18. You may revoke this Agreement within seven (7) days from the date you sign this Agreement, in which case this Agreement shall be null and void and of no force or effect on either BlackRock or you. Any revocation must be in writing and received by BlackRock by 5:00 p.m. on or before the seventh day after this Agreement is executed by you. Such revocation must be sent to Jeff Smith, Senior Managing Director, Head of Human Resources, BlackRock, 40 East 52nd Street, New York, NY 10022.


19. This Agreement may not be changed or altered, except by a writing signed by BlackRock and you. This Agreement will be governed, construed and interpreted under the laws of the State of California, without regard to the conflicts of laws principles thereof, except as otherwise preempted by the laws of the United States.
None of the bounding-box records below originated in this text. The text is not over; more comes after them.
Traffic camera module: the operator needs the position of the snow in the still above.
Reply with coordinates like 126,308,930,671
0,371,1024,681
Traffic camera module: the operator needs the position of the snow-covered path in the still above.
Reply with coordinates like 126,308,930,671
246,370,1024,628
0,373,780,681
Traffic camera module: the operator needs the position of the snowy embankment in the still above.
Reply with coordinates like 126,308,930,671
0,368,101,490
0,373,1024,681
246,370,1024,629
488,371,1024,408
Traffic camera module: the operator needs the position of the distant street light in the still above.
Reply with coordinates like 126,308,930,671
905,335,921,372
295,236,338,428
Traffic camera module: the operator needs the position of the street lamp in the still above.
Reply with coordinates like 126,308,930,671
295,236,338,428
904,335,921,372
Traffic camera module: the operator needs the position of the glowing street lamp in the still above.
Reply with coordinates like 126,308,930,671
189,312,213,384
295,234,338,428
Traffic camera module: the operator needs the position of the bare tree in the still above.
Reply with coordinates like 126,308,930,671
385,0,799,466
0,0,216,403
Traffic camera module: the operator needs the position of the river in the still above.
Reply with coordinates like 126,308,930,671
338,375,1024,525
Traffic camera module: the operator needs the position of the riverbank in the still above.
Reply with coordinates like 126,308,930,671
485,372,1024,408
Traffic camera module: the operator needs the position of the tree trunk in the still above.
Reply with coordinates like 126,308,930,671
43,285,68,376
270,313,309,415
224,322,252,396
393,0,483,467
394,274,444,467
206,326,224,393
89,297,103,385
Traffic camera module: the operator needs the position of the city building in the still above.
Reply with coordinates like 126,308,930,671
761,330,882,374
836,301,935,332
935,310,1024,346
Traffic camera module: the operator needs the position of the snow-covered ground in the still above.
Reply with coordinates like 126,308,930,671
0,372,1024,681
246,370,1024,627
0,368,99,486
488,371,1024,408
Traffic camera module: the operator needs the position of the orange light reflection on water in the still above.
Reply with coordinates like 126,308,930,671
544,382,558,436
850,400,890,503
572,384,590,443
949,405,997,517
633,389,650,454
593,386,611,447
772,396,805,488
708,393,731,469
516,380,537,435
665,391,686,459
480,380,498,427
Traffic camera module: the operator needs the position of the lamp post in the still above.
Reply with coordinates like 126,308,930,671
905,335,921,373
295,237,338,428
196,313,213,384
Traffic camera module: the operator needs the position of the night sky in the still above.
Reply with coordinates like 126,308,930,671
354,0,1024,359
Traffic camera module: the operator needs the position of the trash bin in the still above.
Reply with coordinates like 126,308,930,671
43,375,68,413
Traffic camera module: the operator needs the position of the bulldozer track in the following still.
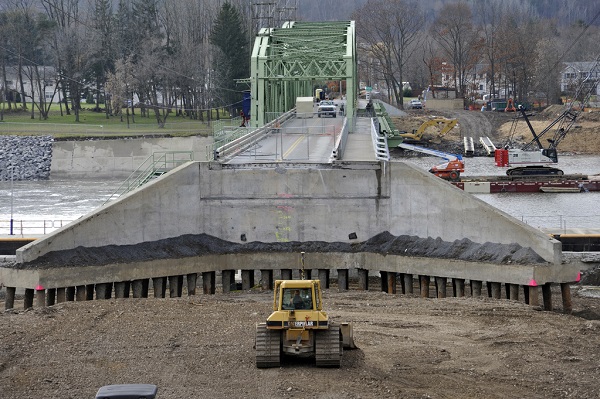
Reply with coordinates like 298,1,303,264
315,325,343,367
255,323,281,368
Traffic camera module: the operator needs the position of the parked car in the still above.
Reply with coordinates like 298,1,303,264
408,100,423,109
317,105,337,118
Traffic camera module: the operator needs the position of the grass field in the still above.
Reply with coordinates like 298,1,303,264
0,104,238,139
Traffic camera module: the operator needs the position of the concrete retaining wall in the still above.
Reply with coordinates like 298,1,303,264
17,162,561,264
51,136,213,179
425,98,464,109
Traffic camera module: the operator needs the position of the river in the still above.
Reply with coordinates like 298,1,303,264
0,155,600,235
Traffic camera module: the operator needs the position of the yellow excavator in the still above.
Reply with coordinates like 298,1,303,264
254,264,356,368
396,118,458,144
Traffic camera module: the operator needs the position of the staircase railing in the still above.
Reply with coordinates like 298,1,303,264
104,151,194,204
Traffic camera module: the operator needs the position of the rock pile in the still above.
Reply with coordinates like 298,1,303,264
0,136,53,181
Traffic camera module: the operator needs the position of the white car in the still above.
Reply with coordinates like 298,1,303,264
408,100,423,109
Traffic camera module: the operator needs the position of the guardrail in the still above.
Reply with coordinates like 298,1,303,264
0,219,73,237
371,118,390,161
331,118,348,160
104,151,194,204
207,108,296,162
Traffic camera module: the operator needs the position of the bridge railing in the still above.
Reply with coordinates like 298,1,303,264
207,108,296,161
371,118,390,161
331,118,349,159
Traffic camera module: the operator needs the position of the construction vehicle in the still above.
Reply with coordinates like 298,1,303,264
388,118,458,144
255,260,356,368
398,143,465,181
495,59,600,176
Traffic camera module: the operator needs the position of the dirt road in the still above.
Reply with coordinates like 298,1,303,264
0,288,600,399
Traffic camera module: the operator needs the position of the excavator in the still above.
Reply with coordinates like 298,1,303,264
495,59,600,176
388,118,458,147
398,143,465,181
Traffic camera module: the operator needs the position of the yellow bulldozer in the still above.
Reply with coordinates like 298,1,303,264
255,280,356,368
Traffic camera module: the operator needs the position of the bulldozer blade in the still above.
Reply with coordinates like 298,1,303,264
340,323,357,349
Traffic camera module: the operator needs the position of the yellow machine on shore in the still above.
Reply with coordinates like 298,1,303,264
255,280,356,368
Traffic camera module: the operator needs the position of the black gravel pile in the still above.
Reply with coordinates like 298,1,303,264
14,232,547,269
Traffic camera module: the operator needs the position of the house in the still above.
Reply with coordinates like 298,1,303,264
560,62,600,96
4,65,59,102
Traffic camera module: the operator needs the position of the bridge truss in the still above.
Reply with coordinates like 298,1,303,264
250,21,358,127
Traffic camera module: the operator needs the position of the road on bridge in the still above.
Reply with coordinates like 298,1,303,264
228,107,345,164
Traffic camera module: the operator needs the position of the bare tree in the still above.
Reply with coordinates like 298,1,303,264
354,0,424,108
431,1,482,97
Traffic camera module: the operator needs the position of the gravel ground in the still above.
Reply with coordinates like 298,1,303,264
0,282,600,399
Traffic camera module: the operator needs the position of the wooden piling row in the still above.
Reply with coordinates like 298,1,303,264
5,269,572,313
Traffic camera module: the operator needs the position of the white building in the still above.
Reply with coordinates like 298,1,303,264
560,62,600,96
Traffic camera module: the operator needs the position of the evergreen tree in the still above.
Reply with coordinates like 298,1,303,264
210,2,250,105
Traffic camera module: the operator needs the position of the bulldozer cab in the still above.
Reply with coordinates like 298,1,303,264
273,280,322,311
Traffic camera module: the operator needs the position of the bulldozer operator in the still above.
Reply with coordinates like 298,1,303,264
290,290,311,309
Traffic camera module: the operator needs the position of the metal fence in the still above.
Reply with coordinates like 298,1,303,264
0,219,72,237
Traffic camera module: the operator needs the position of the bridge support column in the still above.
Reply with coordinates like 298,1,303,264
319,269,329,289
386,272,397,294
528,286,540,306
185,273,198,296
281,269,292,280
507,284,519,301
242,270,254,291
127,279,144,298
46,288,56,306
379,272,387,292
560,283,573,313
338,269,350,292
435,277,448,298
85,284,94,301
56,287,67,303
96,283,112,300
542,283,552,312
402,274,413,294
115,281,126,299
4,287,17,310
452,278,465,298
35,289,46,308
260,269,273,290
358,269,369,291
419,276,429,298
221,270,235,294
23,288,33,310
202,272,216,295
67,284,76,302
75,285,87,302
490,283,502,299
169,276,183,298
152,277,167,298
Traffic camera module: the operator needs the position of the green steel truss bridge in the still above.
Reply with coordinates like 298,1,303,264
250,21,358,127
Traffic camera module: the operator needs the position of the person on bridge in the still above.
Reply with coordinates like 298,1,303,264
240,111,246,127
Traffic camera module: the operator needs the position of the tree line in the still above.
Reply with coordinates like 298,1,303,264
0,0,253,126
352,0,600,106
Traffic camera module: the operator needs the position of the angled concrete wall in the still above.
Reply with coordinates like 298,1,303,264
51,136,213,178
17,162,561,264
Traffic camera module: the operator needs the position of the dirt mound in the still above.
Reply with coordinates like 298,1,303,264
13,231,545,269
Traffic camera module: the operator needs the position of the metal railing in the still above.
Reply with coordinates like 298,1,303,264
206,108,296,161
0,219,73,237
371,118,390,161
104,151,194,204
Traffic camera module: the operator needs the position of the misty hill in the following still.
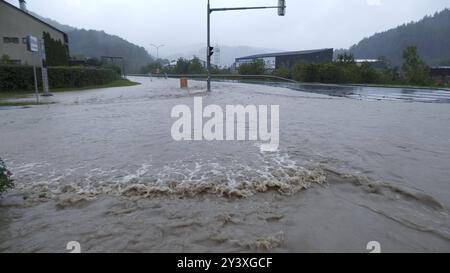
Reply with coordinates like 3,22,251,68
33,14,152,73
349,9,450,66
168,44,281,66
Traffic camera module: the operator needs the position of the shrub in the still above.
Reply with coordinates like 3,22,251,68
0,65,120,92
239,59,266,75
0,158,14,195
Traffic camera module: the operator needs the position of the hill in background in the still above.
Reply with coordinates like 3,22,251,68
349,9,450,66
33,14,153,73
YOU EXPRESSLY ACKNOWLEDGE, REPRESENT, AND WARRANT THAT YOU HAVE READ THIS AGREEMENT CAREFULLY; THAT YOU FULLY UNDERSTAND THE TERMS, CONDITIONS, AND SIGNIFICANCE OF THIS AGREEMENT; THAT BLACKROCK HAS ADVISED YOU TO CONSULT WITH AN ATTORNEY CONCERNING THIS AGREEMENT; THAT YOU HAVE HAD A FULL OPPORTUNITY TO REVIEW THIS AGREEMENT WITH AN ATTORNEY; THAT YOU UNDERSTAND THAT THIS AGREEMENT HAS BINDING LEGAL EFFECT; AND THAT YOU HAVE EXECUTED THIS AGREEMENT FREELY, KNOWINGLY AND VOLUNTARILY.

 

Date: January 21, 2011  

/s/ Blake Grossman

      BLAKE GROSSMAN
    BLACKROCK, INC.
Date: February 15, 2011   By:  

/s/ Jeff Smith

    Name:   Jeff Smith
    Title:  

Senior Managing Director,

Head of Human Resources

You must sign and return this Agreement to Jeff Smith, Senior Managing Director, Head of Human Resources, BlackRock, 40 East 52nd Street, New York, NY 10022, no later than 5:00 p.m. on the 21st day following receipt of this document or you will irrevocably lose the opportunity to receive the consideration detailed herein.